Egypt’s 2017–21 Cybersecurity Strategy also emphasizes the improvement of infrastructure to aid in the development of e-government services. While this is an important and necessary goal, increased digitization of government services simultaneously increases the government’s vulnerability to attack. Moreover, it is unclear if adequate investments in basic cybersecurity and cyber defense have been made, as much of Egypt’s basic national IT infrastructure is outdated. In comparison to cyber leaders in the region—such as Iran and Israel—Egypt lags woefully behind. Given the clandestine nature of the field, it is impossible to determine the level of sophistication of the cyber weapons in Egypt’s arsenal. However, the existence of sophisticated cyber weapons seems highly unlikely, as there is little evidence to suggest Egypt has the capacity or resources necessary to develop these capabilities in-house. 

In the National Cyber Power Index (NCPI) that was released last summer by Harvard’s Belfer Center, Egypt scored the lowest in comparison to the other 30 states surveyed. The NCPI, which scores both cyber intent and capability, found that Egypt has both a low capability and low intent to project cyber power. An important caveat, however, is that Egypt may simply not publish enough information about its cyber capabilities in order to be appropriately measured. 

Egypt’s cyber limitations could be due, in part, to a lack of human capital and necessary access to technical expertise and skilled employees. The institutional constraints of a rigid authoritarianism potentially hamper the necessary creativity and innovation zeal for progress in these domains. Additionally, unlike Iran, Egypt has enjoyed comfortable, long-term strategic alliances with global cyber powers like the United States that have helped to insulate the country and deter damaging state-backed cyber-attacks. Without a decades of relative diplomatic and multilateral isolation, Egypt did not experience similar existential and external incentives to develop its own domestic arsenal. 

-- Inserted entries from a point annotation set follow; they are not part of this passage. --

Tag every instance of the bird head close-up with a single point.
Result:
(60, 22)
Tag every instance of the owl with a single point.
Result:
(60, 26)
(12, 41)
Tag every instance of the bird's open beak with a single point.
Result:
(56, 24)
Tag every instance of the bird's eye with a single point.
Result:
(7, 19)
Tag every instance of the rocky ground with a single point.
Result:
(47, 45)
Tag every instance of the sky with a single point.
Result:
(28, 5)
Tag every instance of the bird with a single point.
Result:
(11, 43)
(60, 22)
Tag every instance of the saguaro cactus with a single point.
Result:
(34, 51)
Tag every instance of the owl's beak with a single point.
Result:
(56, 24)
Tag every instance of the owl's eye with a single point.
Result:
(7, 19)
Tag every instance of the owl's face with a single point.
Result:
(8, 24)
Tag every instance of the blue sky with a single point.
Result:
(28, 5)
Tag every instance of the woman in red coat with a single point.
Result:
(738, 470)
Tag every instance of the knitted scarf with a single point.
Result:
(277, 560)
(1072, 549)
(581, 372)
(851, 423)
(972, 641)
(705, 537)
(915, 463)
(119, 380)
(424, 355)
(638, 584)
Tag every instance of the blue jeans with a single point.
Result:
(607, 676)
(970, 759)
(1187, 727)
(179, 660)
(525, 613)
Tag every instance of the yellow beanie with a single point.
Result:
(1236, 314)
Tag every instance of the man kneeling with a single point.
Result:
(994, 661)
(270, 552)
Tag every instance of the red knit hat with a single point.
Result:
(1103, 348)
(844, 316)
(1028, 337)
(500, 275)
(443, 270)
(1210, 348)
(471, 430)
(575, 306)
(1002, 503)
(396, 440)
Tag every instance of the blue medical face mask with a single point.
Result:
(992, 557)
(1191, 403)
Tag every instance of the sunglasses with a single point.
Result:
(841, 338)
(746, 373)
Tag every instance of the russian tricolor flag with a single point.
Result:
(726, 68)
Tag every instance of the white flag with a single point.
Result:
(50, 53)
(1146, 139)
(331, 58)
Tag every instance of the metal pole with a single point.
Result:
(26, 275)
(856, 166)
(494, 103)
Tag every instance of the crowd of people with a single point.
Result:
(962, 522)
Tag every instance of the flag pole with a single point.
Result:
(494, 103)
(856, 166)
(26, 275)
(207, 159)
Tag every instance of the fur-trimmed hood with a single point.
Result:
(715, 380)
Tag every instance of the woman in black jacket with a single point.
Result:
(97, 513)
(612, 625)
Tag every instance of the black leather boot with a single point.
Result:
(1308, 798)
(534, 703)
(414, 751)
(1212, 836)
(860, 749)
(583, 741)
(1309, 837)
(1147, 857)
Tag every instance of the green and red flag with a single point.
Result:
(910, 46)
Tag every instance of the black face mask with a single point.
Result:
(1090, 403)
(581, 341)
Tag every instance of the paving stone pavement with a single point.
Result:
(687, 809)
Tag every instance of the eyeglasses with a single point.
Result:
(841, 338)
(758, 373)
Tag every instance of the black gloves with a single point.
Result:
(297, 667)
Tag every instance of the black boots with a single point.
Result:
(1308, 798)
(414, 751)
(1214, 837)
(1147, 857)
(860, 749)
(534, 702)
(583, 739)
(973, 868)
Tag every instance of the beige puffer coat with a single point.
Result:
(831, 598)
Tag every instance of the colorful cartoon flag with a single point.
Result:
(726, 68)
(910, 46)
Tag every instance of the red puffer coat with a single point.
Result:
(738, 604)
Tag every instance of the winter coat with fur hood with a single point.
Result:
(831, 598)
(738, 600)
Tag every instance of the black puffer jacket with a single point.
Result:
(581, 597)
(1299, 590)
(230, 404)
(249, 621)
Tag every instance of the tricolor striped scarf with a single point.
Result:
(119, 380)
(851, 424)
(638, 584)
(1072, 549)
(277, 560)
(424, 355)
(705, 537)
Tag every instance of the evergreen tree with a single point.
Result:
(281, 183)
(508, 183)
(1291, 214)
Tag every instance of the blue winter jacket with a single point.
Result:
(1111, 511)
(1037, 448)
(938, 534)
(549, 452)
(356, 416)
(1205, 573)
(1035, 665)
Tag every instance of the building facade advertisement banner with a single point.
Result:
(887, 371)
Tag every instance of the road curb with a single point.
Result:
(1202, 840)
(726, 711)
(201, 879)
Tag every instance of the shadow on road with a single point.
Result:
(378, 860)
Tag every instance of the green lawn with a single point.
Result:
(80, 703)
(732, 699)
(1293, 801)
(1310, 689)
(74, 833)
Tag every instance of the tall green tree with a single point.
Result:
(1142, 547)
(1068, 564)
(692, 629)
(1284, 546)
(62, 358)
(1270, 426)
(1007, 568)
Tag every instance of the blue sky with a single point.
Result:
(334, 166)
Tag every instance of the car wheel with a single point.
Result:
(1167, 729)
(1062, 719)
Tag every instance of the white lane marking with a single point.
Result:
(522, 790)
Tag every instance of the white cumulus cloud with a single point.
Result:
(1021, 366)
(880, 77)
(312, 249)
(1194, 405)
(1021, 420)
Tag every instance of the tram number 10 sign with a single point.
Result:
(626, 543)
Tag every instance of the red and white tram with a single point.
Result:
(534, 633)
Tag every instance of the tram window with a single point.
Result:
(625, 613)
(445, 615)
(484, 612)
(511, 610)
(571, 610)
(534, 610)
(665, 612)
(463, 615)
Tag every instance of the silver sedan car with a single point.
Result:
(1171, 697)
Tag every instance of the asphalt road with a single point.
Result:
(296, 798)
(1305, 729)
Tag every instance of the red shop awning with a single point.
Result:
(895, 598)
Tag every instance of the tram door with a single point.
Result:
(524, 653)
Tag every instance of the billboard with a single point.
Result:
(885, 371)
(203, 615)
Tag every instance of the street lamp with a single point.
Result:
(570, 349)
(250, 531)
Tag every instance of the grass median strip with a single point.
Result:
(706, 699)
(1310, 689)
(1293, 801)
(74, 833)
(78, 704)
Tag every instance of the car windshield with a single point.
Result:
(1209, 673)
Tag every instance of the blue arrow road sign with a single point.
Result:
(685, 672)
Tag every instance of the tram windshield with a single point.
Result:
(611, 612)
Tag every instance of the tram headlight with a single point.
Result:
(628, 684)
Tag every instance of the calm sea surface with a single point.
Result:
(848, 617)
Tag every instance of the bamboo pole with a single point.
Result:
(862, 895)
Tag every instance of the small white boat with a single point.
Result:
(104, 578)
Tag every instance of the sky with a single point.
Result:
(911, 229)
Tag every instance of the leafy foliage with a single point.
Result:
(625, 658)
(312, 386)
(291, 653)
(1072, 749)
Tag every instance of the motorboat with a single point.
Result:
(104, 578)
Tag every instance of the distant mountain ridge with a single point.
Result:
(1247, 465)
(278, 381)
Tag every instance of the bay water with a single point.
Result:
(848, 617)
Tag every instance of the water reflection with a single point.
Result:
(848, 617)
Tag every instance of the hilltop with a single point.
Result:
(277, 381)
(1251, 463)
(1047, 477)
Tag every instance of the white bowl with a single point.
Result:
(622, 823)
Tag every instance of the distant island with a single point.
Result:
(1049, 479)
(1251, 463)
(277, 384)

Most importantly, however, is that much of the country’s cyber weapons and resources have been dedicated to repressing its own population. Egypt has been documented purchasing a range of sophisticated censorship and surveillance tools to control and suppress domestic political dissent, from deep-packet inspection censorship tech purchased from the Canadian-founded company Sandvine, notorious German-made FinSpy spyware produced by FinFisher, to the Italian manufactured Hacking Team surveillance tech—the most infamously disturbing technologies used for domestic repression have been procured by Egypt. When the state perceives its own population as a primary danger to national and digital security, few resources will be dedicated to combatting external threats.